Landfills have long been the preferred method of processing waste.
Today, only waste classified as ultimate, that which cannot be recycled or recovered, is admitted to what are known as non-hazardous waste storage centers. Environmental protection issues in particular have relegated waste storage to the rank of last link in the chain.
Last link, but certainly not the least since it remains the one draining the most important tonnages. Hence the need to master the ins and outs of the landfills.
The operation of a non-hazardous waste storage facility can be compared to that of a bio-physico-chemical reactor. The phenomena that occur there naturally lead to the formation of leachate and biogas which carry most of the potentially polluting load of these centers.
So to limit their impact on the environment, their operators use both rustic and robust technologies as well as innovative technologies.
In Europe these are dedicated trucks that transport non-hazardous waste, a heterogeneous set of materials, to the disposal centers.
This waste is then unloaded in bins where it is compacted in order, essentially, to limit its volume. Each compartment can be divided into several cells. But all the traps must be hydraulically independent for a separate collection of leachate and watertight.
An operational locker must remain open for a minimum of one to two years to minimize the impact on the environment. Some operators use a technique to cover these compartments surface by surface, on a daily basis, to limit the impact on the environment.
Ensuring effective containment
To do this, the designers of lockers use a series of first so-called active barriers. The walls (bottoms and sides) of the lockers are covered with a completely waterproof high density polyethylene geomembrane. This geomembrane is itself protected against tears, on the underside and on the surface, by anti-puncturing geotextiles. At the bottom, a layer of gravel 50 centimeters thick allows to drain the leachate towards an appropriate storage tank.
Added to this are the so-called passive barriers, on which the lockers rest. European regulations thus impose the presence of a layer of clay with a thickness of one meter and whose permeability is less than 1.10-9 meters per second. If the active barrier were to fail, it would take no less than thirty years for a polluted liquid to cross a single layer of one meter at 1.10-9 meters per second according to experts at storage and recovery of waste facilities.
In addition, French regulations require that a layer at least 5 meters thick of a material whose permeability does not exceed 1.10-6 meters per second be present below this meter. When such geological conditions are not naturally encountered, soil reinforcement and treatment techniques are implemented.
Treatment of leachate
Now let’s come back to the leachate. Because it is this in particular, that the layers of impermeability aim to retain. Those used to be called landfill juices. They are formed in contact with rainwater which percolates through the waste and is loaded with polluting elements, making them unsuitable for discharge as is into the natural environment. They must therefore be collected (gravity flow or pumping) and then treated in a specific manner.
According to their composition or their quantity in particular, the leachate can be brought to undergo one or more biological, chemical, membrane treatments or even by concentration. The technique called nanofiltration of reverse osmosis filters the leachate through a series of extremely thin membranes. At the outlet: 98% purified water.
Evapo-concentration, which consists in evaporating the leachate to separate the constituents is also an interesting technique since it takes advantage of the heat that can be produced by the recovery of biogas from this same waste.
Today the best operating technique is undoubtedly that of the bioreactor. Its principle: to recirculate the leachate collected at the bottom of the trap in the waste mass, while using traps for periods of less than two years. These compartments, once filled, are completely sealed, so that the biogas produced can be fully collected for recovery. The recirculation of leachate in the waste accelerates the biodegradation of the waste and therefore maximizes the production of recoverable biogas.

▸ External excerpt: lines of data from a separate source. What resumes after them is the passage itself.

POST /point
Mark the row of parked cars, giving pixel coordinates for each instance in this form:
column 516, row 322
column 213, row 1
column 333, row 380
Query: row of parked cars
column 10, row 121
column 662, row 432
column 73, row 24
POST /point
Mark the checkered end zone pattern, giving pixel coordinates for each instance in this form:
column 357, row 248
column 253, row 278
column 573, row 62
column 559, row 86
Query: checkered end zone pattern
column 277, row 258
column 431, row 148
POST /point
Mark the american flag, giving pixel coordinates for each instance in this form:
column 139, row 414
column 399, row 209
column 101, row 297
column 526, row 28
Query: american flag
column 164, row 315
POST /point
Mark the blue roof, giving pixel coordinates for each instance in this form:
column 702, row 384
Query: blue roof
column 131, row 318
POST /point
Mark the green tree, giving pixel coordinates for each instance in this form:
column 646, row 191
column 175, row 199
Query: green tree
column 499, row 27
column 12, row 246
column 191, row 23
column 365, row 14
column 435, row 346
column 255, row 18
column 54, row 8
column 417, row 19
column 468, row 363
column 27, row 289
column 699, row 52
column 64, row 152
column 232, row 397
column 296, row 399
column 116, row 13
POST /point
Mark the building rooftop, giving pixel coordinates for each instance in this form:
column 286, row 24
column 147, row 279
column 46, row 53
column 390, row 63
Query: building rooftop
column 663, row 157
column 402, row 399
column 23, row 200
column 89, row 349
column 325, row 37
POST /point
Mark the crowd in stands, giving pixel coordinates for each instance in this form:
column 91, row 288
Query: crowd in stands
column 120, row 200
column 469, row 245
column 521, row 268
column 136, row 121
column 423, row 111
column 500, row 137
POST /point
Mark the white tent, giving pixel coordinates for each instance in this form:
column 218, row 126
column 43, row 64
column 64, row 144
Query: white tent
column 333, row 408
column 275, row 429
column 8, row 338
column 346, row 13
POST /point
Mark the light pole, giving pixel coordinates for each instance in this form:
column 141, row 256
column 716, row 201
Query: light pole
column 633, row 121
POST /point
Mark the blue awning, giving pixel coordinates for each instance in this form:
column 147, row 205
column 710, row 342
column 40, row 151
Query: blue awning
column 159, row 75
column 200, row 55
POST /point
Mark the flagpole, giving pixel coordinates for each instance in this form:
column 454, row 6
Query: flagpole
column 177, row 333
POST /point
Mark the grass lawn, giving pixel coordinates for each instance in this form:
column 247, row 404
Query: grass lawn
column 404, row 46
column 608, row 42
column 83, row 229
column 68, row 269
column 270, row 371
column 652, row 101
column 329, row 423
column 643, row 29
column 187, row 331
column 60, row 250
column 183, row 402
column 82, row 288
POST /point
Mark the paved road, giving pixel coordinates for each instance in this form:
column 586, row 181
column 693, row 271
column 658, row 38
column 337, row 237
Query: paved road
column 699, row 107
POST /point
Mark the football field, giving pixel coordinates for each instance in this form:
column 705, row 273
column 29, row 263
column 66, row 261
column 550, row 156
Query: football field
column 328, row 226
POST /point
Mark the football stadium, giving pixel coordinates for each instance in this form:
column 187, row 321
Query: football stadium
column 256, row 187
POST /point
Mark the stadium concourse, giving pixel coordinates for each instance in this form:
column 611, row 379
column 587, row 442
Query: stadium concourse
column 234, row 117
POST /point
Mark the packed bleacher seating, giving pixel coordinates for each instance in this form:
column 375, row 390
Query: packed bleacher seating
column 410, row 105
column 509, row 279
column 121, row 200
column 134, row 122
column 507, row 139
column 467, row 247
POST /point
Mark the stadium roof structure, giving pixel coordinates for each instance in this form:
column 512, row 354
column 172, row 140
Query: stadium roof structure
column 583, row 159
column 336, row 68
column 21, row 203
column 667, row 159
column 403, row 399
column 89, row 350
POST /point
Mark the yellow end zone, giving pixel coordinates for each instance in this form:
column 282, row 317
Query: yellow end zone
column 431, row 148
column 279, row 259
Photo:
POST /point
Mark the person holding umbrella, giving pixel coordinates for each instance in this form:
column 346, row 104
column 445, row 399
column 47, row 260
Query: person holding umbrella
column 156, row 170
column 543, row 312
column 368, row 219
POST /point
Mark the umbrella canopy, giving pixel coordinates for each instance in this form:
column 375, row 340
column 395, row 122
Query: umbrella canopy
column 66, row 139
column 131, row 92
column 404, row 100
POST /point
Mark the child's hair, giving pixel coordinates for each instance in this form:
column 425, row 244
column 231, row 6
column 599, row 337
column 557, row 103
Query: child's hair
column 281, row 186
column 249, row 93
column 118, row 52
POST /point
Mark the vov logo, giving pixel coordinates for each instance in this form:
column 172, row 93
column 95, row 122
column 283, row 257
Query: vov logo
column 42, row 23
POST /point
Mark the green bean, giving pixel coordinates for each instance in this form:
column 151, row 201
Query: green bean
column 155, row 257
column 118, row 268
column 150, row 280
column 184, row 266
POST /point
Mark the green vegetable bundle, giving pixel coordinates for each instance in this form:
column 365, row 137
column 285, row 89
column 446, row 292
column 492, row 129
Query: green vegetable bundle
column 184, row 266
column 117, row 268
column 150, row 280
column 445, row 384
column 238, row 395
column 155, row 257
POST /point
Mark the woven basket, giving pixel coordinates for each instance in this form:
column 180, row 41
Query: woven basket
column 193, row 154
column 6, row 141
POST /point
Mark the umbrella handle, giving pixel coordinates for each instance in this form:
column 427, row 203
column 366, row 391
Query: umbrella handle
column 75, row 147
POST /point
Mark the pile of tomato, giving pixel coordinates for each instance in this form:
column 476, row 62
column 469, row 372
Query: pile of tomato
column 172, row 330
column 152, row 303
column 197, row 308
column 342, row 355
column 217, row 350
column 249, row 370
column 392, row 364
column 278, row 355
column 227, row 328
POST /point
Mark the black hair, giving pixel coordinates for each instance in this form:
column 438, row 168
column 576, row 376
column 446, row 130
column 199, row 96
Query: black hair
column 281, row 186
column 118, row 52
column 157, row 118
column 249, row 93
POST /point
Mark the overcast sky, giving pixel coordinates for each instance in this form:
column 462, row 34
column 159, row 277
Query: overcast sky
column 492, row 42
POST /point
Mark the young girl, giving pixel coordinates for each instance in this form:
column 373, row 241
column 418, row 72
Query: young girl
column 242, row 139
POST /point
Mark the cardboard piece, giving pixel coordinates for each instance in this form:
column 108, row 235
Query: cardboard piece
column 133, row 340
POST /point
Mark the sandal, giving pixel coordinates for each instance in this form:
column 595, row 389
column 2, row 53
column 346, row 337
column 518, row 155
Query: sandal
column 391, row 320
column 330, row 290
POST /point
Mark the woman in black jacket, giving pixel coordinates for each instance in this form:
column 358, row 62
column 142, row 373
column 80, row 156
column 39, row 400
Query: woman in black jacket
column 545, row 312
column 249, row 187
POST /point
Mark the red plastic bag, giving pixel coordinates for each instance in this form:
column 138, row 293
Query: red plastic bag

Because with leachate, biogas is the other effluent generated naturally by the storage of waste, by the decomposition of bio-waste, more precisely. We speak of anaerobic digestion, because this gas saturated with water is essentially composed of methane (CH4), but also a little carbon dioxide (CO2), two powerful greenhouse gases.
In addition, biogas includes trace gases but carrying odor nuisance (mercaptans, hydrogen sulfide). Thus, the law regarding waste management processes requires operators to collect this biogas through vertical wells or horizontal or mixed drains.
It is then strongly recommended, financial incentives (purchase prices) and fiscal reduction of the general tax on polluting activities) to value it in the production of electricity and or heat.
Biogas is captured very quickly by operators, without waiting for the lockers to close. Biogas production is maintained or increases as long as the supply of waste continues. As soon as this supply ceases, the production curve decreases, but the biogas is always collected, over several decades depending on the tonnage stored.
The captured biogas is then sent to engines or gas turbines and alternators to produce electricity or to boilers to produce heat. The cogeneration units include, in addition to the gas engine and the alternator, circuits for recovering the heat produced by the engine.
It should be noted that some operators still choose to simply destroy the biogas produced thermally. The combustion of methane in a flare does not correspond to a recovery technique. It simply makes it possible to limit its impact on the greenhouse effect by transforming it into CO2, a gas with a heating power all the same 25 times less.